Um eine festliche Tafel haben sich junge Leute versammelt, sie tragen Anzüge und Abendkleider, trinken, lachen, amüsieren sich, scharen sich um die strahlende Gastgeberin, die eine Pelzstola trägt und mit ihrem Geliebten flirtet. Die jungen Menschen sind Schüler, und sie haben sich zurechtgemacht – um sich hineinzuversetzen in eine andere Menschengruppe, die vor 65 Jahren ähnlich feierte, in einem Schloss im Burgenland. Die zwischendurch aufstand, nach draußen ging und 180 jüdische Zwangsarbeiter erschoss. Um danach ausgelassen weiterzutanzen.

Das Massaker von Rechnitz, begangen in der Nacht vom 24. auf den 25.März 1945, im Rahmen eines Gefolgschaftsfests der Gräfin Margit Batthyány-Thyssen für SS-Offiziere, Gestapo-Leute und einheimische Nazis, im Angesicht der nur Tage entfernten Roten Armee – es ist ein Synonym für Schweigen, für Nichtaufarbeitung. Bis heute hat man das Grab nicht gefunden. Elfriede Jelinek hat daraus ein Schauspiel gemacht, genauer gesagt, einen Wortschwall. Wie geht man daran heran, an ein Stück ohne Figuren oder Handlung, an das sich selbst Regisseur Jossi Wieler mühsam nähertasten musste?

Am besten sinnlich, meint Frank Röpke. Im Rahmen des Festwochen-Programms „jugendFREI“ führt der Theaterpädagoge eine Klasse von 16-, 17-Jährigen an das Stück heran, das gestern Premiere hatte. Ausnahmsweise, wohlgemerkt, denn Jelinek hat die Aufführung von „Rechnitz (Der Würgeengel)“ für Österreich eigentlich untersagt. Aus Angst vor Skandalisierung.
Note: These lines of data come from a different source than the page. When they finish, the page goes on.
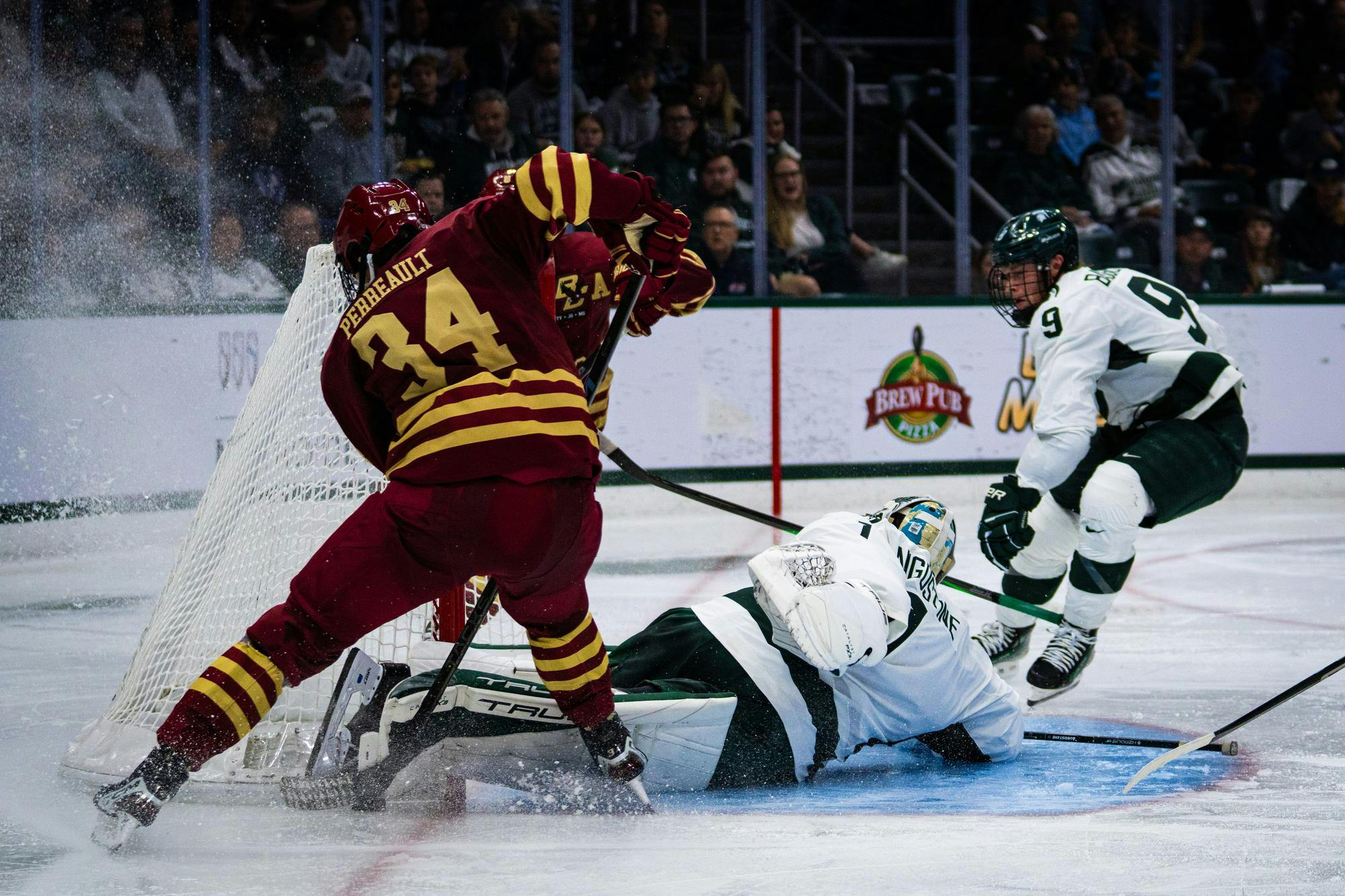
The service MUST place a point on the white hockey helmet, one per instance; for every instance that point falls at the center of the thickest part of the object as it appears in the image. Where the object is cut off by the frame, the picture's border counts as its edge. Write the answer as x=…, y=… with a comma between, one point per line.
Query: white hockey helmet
x=929, y=524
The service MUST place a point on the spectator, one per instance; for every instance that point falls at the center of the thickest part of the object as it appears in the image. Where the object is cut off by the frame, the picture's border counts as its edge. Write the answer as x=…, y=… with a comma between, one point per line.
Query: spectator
x=1257, y=261
x=1124, y=63
x=432, y=114
x=1147, y=128
x=241, y=58
x=348, y=63
x=1062, y=40
x=135, y=104
x=235, y=276
x=1121, y=177
x=297, y=232
x=1036, y=174
x=309, y=97
x=262, y=174
x=720, y=186
x=1028, y=75
x=631, y=112
x=341, y=157
x=1320, y=42
x=808, y=233
x=775, y=142
x=535, y=107
x=1315, y=225
x=498, y=58
x=1196, y=268
x=414, y=40
x=1321, y=130
x=430, y=185
x=488, y=147
x=153, y=282
x=672, y=159
x=1077, y=126
x=723, y=256
x=1241, y=143
x=654, y=40
x=591, y=139
x=722, y=119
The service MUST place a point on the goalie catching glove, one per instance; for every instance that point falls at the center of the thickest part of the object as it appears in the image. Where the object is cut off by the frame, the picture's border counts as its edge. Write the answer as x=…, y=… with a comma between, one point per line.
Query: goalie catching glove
x=653, y=241
x=831, y=624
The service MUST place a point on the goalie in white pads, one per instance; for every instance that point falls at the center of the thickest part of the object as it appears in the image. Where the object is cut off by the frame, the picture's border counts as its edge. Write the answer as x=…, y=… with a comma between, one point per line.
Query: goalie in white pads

Die Schüler des Lycée Français also haben die Textseiten erst einmal ausgedruckt und aneinandergeklebt. Und sich dann darin eingewickelt und daruntergelegt: ein Text, hinter dem man sich verstecken kann. Ein Text, der einen begräbt. Daneben haben Röpke und seine Kollegin Katharina Kolar einen zweiten Zugang gewählt: den Weg über das historische Ereignis. Das Massaker.

Die Schüler sahen „Totschweigen“, die Dokumentation über die vergebliche Suche nach den Gräbern, und waren schockiert. Dann riefen sie selbst bei Rechnitzern an. Als die Einwohner erfuhren, worum es ging, wollte, bis auf den Bürgermeister, niemand mit ihnen sprechen. Mission accomplished, Theorie bestätigt: Hier wird wirklich etwas verschwiegen.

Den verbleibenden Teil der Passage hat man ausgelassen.